# Language and Topic models

Objectives:
- visualizing unigram models together
- implementing smoothing
- ranking with probabilistics model
- topic modelling with few lines of code

A common suggestion to users for coming up with good queries is to think of words that would likely appear in a relevant document, and to use those words as the query. The language modeling approach to IR directly models this idea: a document is a good match to a query if the document model is likely to generate the query, which will in turn happen if the document contains the query words often. 

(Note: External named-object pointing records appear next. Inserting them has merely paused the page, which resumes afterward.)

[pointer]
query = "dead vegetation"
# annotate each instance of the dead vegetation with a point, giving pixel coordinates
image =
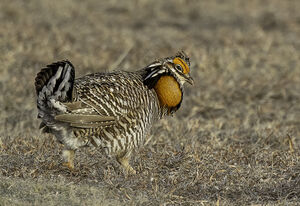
(236, 139)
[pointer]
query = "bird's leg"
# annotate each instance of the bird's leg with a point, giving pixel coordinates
(68, 155)
(123, 159)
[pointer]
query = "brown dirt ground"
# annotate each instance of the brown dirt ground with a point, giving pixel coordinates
(235, 140)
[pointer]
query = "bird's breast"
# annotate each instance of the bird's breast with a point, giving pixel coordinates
(168, 91)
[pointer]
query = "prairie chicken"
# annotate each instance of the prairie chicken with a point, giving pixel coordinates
(113, 111)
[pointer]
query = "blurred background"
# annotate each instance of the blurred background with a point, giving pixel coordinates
(236, 137)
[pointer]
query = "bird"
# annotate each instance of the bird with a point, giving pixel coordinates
(113, 111)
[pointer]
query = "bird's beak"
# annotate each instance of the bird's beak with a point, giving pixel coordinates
(189, 79)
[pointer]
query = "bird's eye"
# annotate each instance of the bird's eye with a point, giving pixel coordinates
(179, 67)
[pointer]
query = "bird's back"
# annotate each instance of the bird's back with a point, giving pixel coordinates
(121, 95)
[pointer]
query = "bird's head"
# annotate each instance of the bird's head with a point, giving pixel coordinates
(177, 66)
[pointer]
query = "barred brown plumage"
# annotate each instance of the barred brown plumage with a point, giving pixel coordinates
(113, 111)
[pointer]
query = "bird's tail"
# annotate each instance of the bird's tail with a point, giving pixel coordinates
(54, 86)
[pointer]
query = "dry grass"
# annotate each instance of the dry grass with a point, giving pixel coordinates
(235, 140)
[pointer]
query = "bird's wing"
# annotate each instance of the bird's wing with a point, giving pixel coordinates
(81, 115)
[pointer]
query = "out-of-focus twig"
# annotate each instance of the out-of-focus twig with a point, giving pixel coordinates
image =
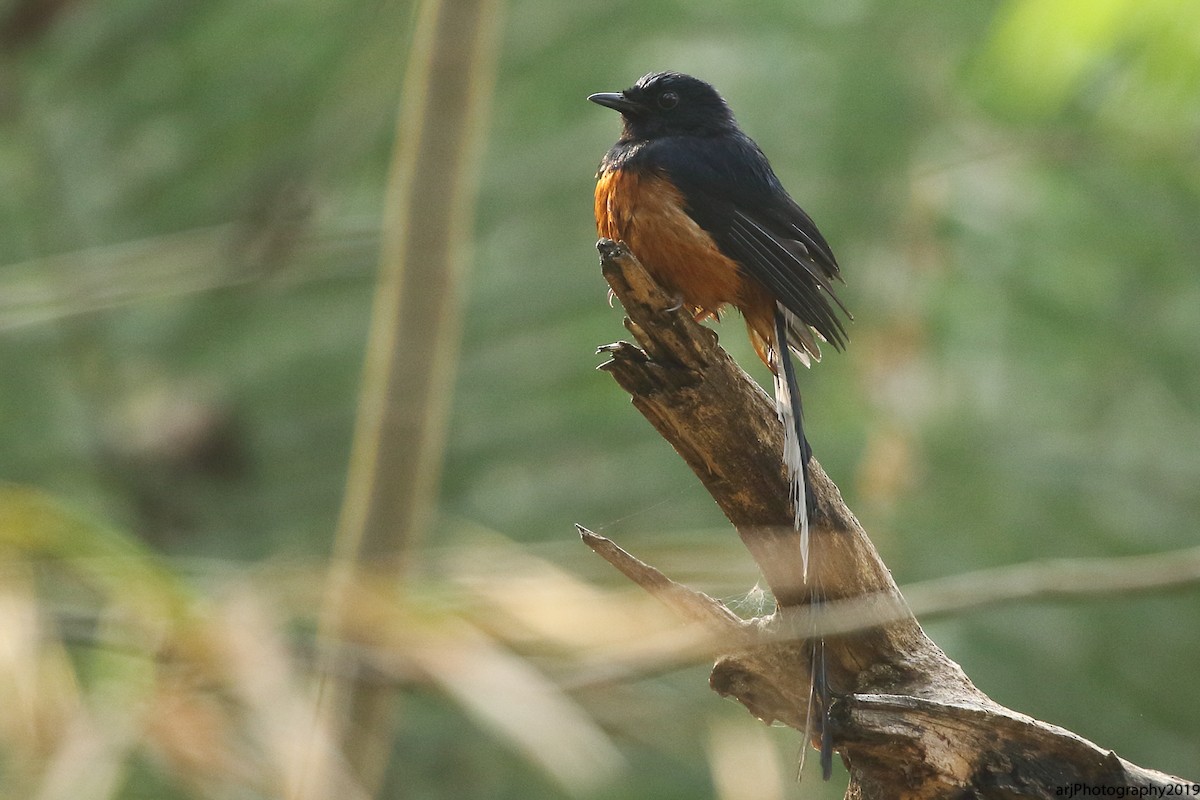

Today we will score documents with respect to user query using language models and also get some experience with topic modelling.

## Loading the data

We use the dataset we already used once - [this topic-modeling dataset](https://code.google.com/archive/p/topic-modeling-tool/downloads) ([or from github](https://github.com/IUCVLab/information-retrieval/blob/main/datasets/topic-modelling.zip)).

In [None]:
import os

def read_dataset(file_path):
    docs = []
    with open(file_path) as fp:
        for cnt, line in enumerate(fp):
            docs.append(line)
    return docs

folder = "../datasets/topic-modelling"

fuel_data = read_dataset(os.path.join(folder, "testdata_news_fuel_845docs.txt"))
brain_inj_data = read_dataset(os.path.join(folder, "testdata_braininjury_10000docs.txt"))
economy_data = read_dataset(os.path.join(folder, "testdata_news_economy_2073docs.txt"))
music_data = read_dataset(os.path.join(folder, "testdata_news_music_2084docs.txt"))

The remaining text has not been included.